Trevor Bayliss has admitted England’s batting is “a concern” and warned that “60s aren’t enough” if they are to win the Ashes.
England’s batsmen recorded five half-centuries on the way to victory over a modest Cricket Australia XI in Adelaide. But none of them went on to score more than 63 and, at one stage in their second innings, they lost four wickets for three runs and seven wickets for 47.
With the Test series beginning in Brisbane on November 23, Bayliss has implored his batsmen to make use of the final warm-up match (against the same opposition, starting in Townsville on Wednesday) to find some form.
“Sixties aren’t enough,” Bayliss said. “We need 160s. Batting collapses have been a concern for us for a little while. We have games like that, where we lose wickets like that, and it is a concern. The batsmen realise they have got to do better and they are working hard to do that.
“By all accounts the wicket in Townsville is a pretty good one. It’s quite flat. Hopefully that will help our batters make some big scores. Not just spend time in the middle, but make hundreds. That’s definitely what we will need throughout this Test series.
“It would be great if we could have some hundreds, that’s for sure. Obviously once the Test series comes around, the intensity of that competition, hopefully that really kicks our batters into gear.”
Bayliss did take some encouragement from the form of England’s more inexperienced batsmen, though, and insisted he was not too concerned about Alastair Cook‘s struggle for runs.
“Our more inexperienced batters have actually spent some time in the middle,” he said. “Before the series they were the ones under pressure the most because they don’t have a great deal of experience in Australian conditions.
“The wicket in Adelaide was a bit slow and the longer grass on the outfield certainly slowed the ball up. Seeing the ball racing away on a shorter outfield gives you confidence and we weren’t afforded that. There were a few mediocre scores but it was good to see a number of guys spend time in the middle.
“I don’t have too many concerns about Cooky at the top of the order. It’s probably fair to say he always looks a bit rusty. He’d be the first to admit that.

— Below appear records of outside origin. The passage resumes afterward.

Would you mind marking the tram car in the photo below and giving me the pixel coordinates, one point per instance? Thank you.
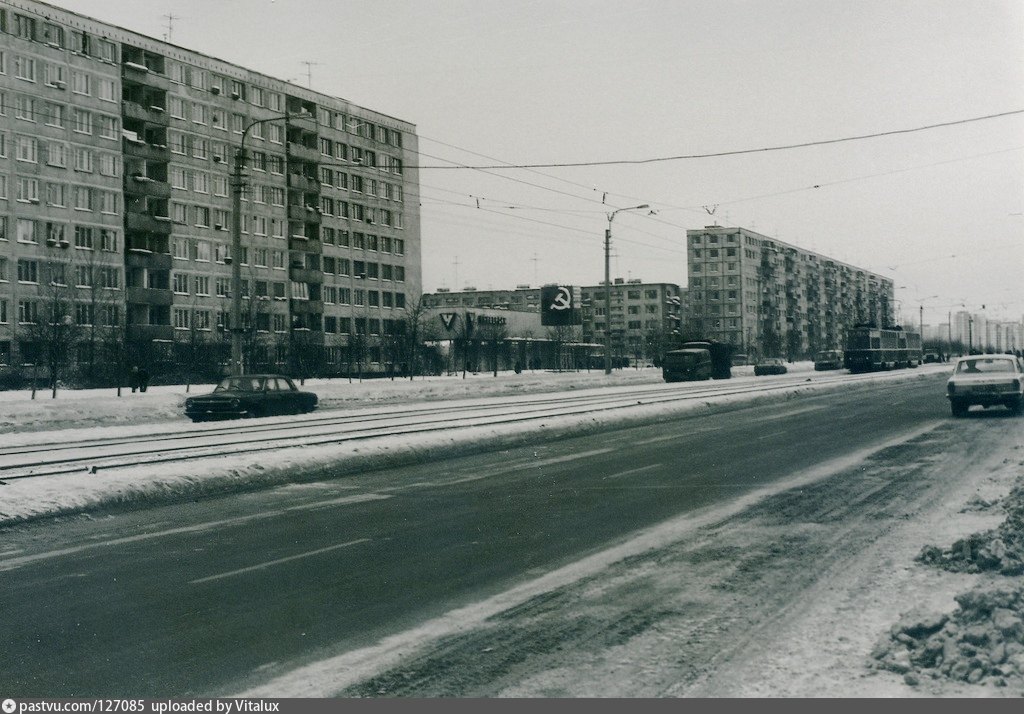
(871, 349)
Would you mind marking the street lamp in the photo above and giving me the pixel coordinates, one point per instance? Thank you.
(238, 184)
(607, 284)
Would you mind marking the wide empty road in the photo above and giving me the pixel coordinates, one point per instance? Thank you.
(214, 596)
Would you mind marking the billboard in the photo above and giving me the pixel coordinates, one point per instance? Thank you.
(560, 305)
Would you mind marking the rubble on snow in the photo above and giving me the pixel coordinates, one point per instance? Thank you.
(999, 550)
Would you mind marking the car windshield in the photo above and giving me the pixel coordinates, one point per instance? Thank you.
(240, 384)
(983, 366)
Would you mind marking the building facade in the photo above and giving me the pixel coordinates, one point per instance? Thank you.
(770, 298)
(117, 156)
(645, 317)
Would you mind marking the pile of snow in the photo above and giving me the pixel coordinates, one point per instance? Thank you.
(998, 550)
(89, 408)
(983, 640)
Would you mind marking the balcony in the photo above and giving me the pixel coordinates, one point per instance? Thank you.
(146, 223)
(300, 182)
(307, 306)
(302, 153)
(304, 275)
(138, 74)
(138, 184)
(150, 296)
(151, 332)
(150, 115)
(307, 214)
(152, 261)
(141, 150)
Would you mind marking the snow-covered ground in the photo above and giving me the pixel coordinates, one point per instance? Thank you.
(96, 414)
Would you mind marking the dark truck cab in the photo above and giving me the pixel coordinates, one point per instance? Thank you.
(698, 360)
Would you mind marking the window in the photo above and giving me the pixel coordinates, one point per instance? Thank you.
(28, 190)
(25, 68)
(28, 150)
(56, 195)
(27, 231)
(28, 270)
(28, 311)
(83, 198)
(180, 283)
(109, 127)
(83, 159)
(81, 83)
(105, 89)
(84, 238)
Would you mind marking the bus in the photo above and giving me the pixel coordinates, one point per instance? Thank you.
(871, 349)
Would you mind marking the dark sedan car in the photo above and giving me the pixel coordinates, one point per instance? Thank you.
(251, 395)
(769, 366)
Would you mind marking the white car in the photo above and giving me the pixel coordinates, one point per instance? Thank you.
(986, 380)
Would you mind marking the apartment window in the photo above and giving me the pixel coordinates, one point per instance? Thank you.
(81, 121)
(25, 108)
(84, 238)
(180, 283)
(56, 195)
(83, 160)
(28, 270)
(105, 89)
(26, 228)
(25, 68)
(83, 198)
(109, 127)
(81, 83)
(55, 233)
(28, 311)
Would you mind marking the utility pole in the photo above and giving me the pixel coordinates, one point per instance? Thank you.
(309, 72)
(607, 285)
(170, 25)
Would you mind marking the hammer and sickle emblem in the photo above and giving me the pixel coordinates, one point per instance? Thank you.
(563, 301)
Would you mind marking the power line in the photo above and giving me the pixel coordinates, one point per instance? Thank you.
(715, 155)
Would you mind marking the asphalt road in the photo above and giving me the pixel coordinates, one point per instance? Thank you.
(212, 596)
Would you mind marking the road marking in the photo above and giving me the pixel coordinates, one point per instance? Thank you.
(633, 470)
(268, 563)
(671, 437)
(197, 528)
(793, 413)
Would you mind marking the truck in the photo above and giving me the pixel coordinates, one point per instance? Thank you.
(698, 360)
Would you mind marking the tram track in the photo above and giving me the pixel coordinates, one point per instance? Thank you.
(91, 456)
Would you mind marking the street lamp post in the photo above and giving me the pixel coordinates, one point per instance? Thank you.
(607, 285)
(238, 184)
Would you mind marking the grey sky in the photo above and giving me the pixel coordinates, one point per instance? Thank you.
(552, 82)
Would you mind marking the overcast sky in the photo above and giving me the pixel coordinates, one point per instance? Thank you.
(549, 82)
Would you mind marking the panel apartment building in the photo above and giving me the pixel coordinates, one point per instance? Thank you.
(644, 316)
(116, 165)
(770, 298)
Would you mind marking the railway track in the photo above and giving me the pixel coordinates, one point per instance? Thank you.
(253, 436)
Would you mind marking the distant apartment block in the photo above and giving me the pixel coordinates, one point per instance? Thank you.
(116, 155)
(770, 298)
(644, 316)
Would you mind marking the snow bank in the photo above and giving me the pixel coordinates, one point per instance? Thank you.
(28, 499)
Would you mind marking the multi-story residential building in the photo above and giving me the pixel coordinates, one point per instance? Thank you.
(117, 153)
(644, 316)
(767, 297)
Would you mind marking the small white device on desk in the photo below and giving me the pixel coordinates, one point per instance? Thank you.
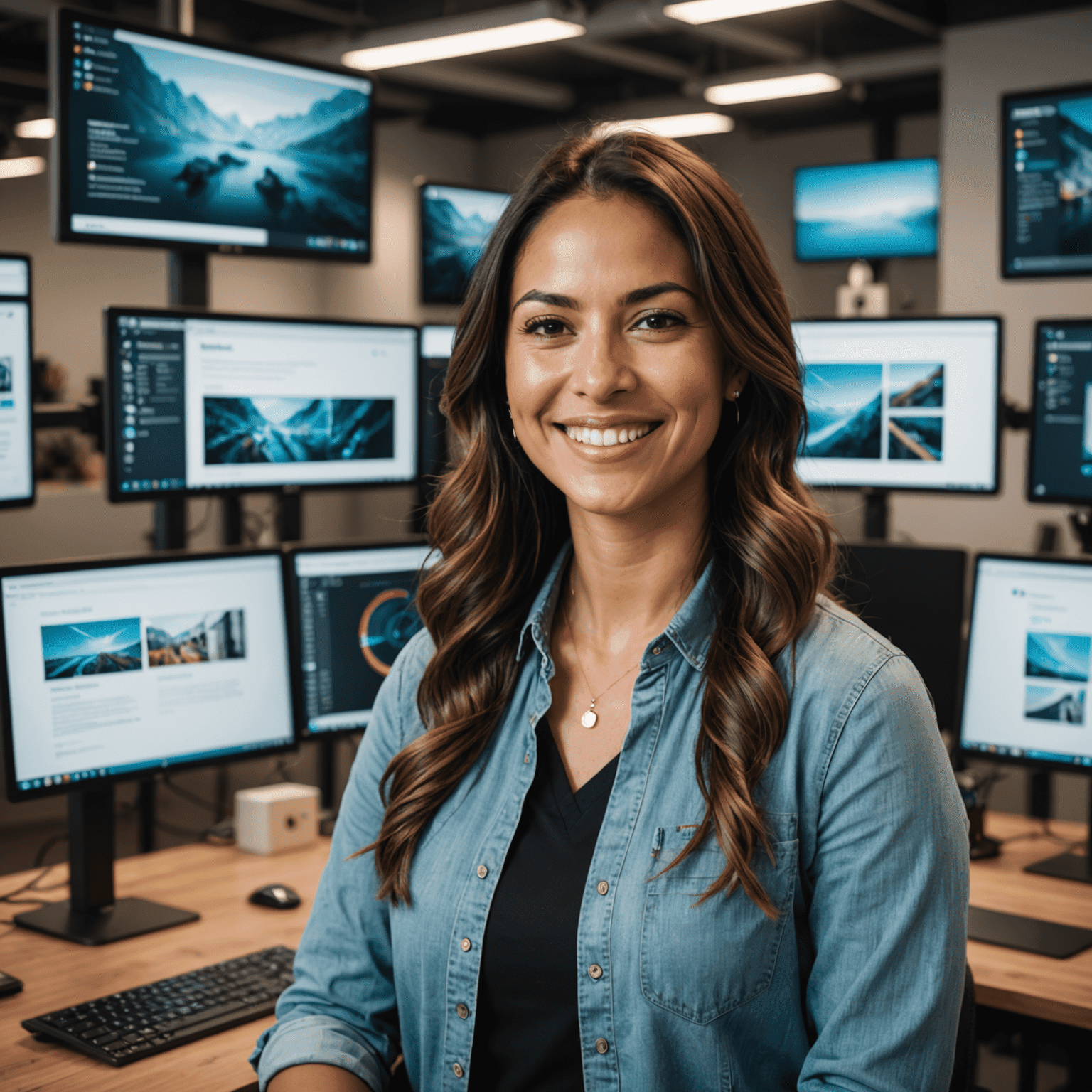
(273, 818)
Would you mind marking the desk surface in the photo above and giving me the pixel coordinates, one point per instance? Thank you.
(216, 880)
(213, 880)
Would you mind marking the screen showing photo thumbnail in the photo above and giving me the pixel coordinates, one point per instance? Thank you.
(297, 430)
(1059, 656)
(1064, 705)
(91, 648)
(196, 638)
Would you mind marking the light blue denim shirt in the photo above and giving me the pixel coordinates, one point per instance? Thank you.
(855, 985)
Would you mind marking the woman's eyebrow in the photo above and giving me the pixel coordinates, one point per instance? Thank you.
(639, 295)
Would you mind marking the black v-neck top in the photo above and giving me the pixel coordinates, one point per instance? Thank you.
(527, 1031)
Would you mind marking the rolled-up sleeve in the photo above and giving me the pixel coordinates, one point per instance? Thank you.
(341, 1010)
(888, 911)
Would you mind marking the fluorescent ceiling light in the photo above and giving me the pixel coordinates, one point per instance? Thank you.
(529, 33)
(712, 11)
(40, 129)
(22, 166)
(678, 124)
(780, 87)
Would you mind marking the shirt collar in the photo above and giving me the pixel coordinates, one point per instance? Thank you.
(690, 631)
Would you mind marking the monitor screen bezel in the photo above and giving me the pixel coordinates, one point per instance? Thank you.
(968, 753)
(112, 464)
(1000, 412)
(60, 165)
(1002, 234)
(16, 795)
(1053, 498)
(870, 257)
(422, 183)
(303, 732)
(28, 500)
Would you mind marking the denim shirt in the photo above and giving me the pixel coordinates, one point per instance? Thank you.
(857, 982)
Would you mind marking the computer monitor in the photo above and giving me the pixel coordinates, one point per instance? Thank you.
(114, 670)
(867, 210)
(201, 402)
(165, 141)
(16, 433)
(1027, 678)
(456, 224)
(901, 403)
(1061, 450)
(1046, 171)
(913, 595)
(354, 611)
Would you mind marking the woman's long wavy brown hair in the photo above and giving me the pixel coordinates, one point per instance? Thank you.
(499, 523)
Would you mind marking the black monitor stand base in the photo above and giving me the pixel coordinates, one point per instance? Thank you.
(127, 918)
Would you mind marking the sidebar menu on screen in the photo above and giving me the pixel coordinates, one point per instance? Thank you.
(149, 403)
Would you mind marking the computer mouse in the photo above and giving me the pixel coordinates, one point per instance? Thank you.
(277, 896)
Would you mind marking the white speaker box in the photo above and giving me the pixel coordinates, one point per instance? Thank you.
(274, 818)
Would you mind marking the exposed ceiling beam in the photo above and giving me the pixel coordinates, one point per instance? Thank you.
(896, 16)
(627, 57)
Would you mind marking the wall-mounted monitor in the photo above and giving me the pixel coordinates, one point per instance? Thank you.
(1046, 207)
(166, 141)
(456, 224)
(867, 211)
(1061, 450)
(16, 434)
(355, 613)
(201, 402)
(901, 403)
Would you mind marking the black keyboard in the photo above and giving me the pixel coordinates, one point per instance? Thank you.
(151, 1019)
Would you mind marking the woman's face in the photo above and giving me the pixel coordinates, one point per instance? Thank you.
(616, 378)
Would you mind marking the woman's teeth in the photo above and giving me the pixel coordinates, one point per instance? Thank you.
(606, 437)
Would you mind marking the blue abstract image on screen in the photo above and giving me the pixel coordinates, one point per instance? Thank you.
(456, 225)
(867, 210)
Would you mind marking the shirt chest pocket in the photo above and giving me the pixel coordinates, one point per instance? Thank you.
(701, 961)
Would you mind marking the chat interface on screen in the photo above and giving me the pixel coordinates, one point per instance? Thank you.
(179, 142)
(117, 670)
(896, 405)
(1061, 452)
(867, 210)
(456, 225)
(205, 403)
(356, 614)
(14, 277)
(16, 473)
(1047, 181)
(1028, 662)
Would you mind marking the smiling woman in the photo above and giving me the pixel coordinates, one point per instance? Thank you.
(642, 807)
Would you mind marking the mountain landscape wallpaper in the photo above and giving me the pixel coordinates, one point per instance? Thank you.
(456, 224)
(226, 143)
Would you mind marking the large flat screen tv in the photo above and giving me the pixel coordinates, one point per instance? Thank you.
(1046, 210)
(165, 141)
(867, 211)
(200, 402)
(901, 403)
(456, 224)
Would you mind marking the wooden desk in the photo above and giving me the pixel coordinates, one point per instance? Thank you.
(1020, 982)
(213, 880)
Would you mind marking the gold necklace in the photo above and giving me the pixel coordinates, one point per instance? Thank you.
(589, 719)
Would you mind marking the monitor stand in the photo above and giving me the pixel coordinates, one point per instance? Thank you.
(93, 916)
(1068, 866)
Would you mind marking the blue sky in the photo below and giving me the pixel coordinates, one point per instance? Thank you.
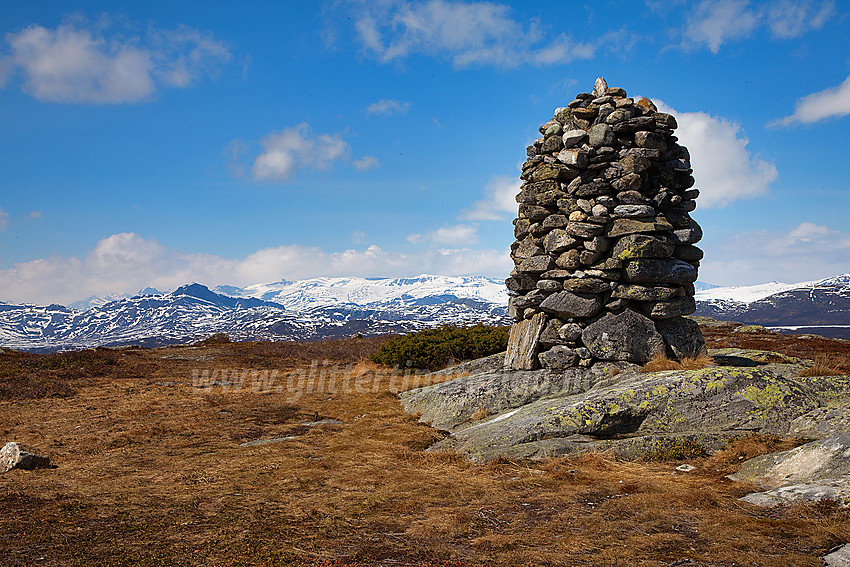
(159, 143)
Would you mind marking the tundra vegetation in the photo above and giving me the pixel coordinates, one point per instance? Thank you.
(150, 470)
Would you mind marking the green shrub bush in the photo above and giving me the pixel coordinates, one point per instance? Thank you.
(433, 349)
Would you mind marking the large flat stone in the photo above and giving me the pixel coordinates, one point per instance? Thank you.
(625, 336)
(522, 343)
(566, 304)
(666, 271)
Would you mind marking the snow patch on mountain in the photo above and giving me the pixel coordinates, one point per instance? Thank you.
(752, 293)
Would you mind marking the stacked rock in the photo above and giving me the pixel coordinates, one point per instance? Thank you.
(604, 252)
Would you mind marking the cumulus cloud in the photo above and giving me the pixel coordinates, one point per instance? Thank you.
(366, 163)
(466, 33)
(388, 107)
(834, 101)
(805, 252)
(79, 63)
(127, 262)
(723, 166)
(715, 22)
(295, 148)
(462, 234)
(499, 202)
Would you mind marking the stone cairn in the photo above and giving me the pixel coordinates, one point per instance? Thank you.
(604, 252)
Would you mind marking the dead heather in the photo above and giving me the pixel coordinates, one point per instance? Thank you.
(150, 471)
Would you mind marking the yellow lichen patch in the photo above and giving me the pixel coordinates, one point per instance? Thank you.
(772, 394)
(712, 385)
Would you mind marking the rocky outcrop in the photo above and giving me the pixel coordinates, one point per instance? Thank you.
(814, 471)
(12, 456)
(542, 413)
(604, 231)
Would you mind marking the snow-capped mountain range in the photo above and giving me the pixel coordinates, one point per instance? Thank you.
(335, 307)
(304, 310)
(820, 306)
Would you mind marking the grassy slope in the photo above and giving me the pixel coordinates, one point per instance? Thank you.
(150, 472)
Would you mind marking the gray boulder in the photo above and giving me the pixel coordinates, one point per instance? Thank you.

“He would like to be scoring a few more runs, but he’s played almost 150 Tests, I’m sure he’s been through this before. He’s hitting plenty in the middle of the bat in the nets.”
Bayliss was also encouraged by the improvement shown by the bowlers in Adelaide. While he seems bemused by the apparent epidemic of injuries to bowling options – he admitted that Mark Wood, Tom Helm and Liam Plunkett might all have been selected ahead of George Garton as cover in Townsville – he was optimistic about Jake Ball‘s recovery and impressed by Craig Overton.
“We got our lengths a lot better here,” Bayliss said. “In Perth, we bowled a lot of half-volleys and a lot of long-hops. In this match we got the lengths better and put pressure on the opposition.
“This is the first time I’ve seen Craig up close over a long period of overs. He’s not necessarily quick but he bowls a heavy ball and good lengths. And he’s consistent with that.
“Jake is fairly confident. It is possible he could be fit for the game in Townsville but we will probably rest him there and make sure that he is right for selection for that first Test. He should be fine in seven to 10 days.
“Why did we call-up George Garton? Because he’s fit. Wood and Helm were our first two choices. They are coming out with the Lions but aren’t quite up to game speed. They have only been bowling in the nets for a week or two so we were a bit concerned about them in a four-day game. Plunkett missed the last game in the BPL with a slight hamstring strain so it’s down to Garton or Josh Tongue, who were both coming out with the Lions. Garton will join us for the Townsville game then go back to the Lions camp. The Lions will come to some of our training sessions in Brisbane or Perth.”
He did reiterate his disappointment at the standard of opposition in the warm-up games, but accepted that Australia would find similar circumstances in England.
“It’s just the way it is,” he said. “Australians would say the same when they come over to England. Some of the county teams are full of second XI players. Both sides would love to come across a stronger outfit to really be tested out. But you go round the world and it’s the same everywhere.”
England flew to Townsville – via Brisbane – on Sunday. While they have confirmed that Moeen Ali and Stuart Broad will play in this week’s game, it remains unclear which other bowlers will join them. Both Chris Woakes and Overton have intimated they would like to play, but the England management may be reluctant to risk them with their options so limited and the Test series so close.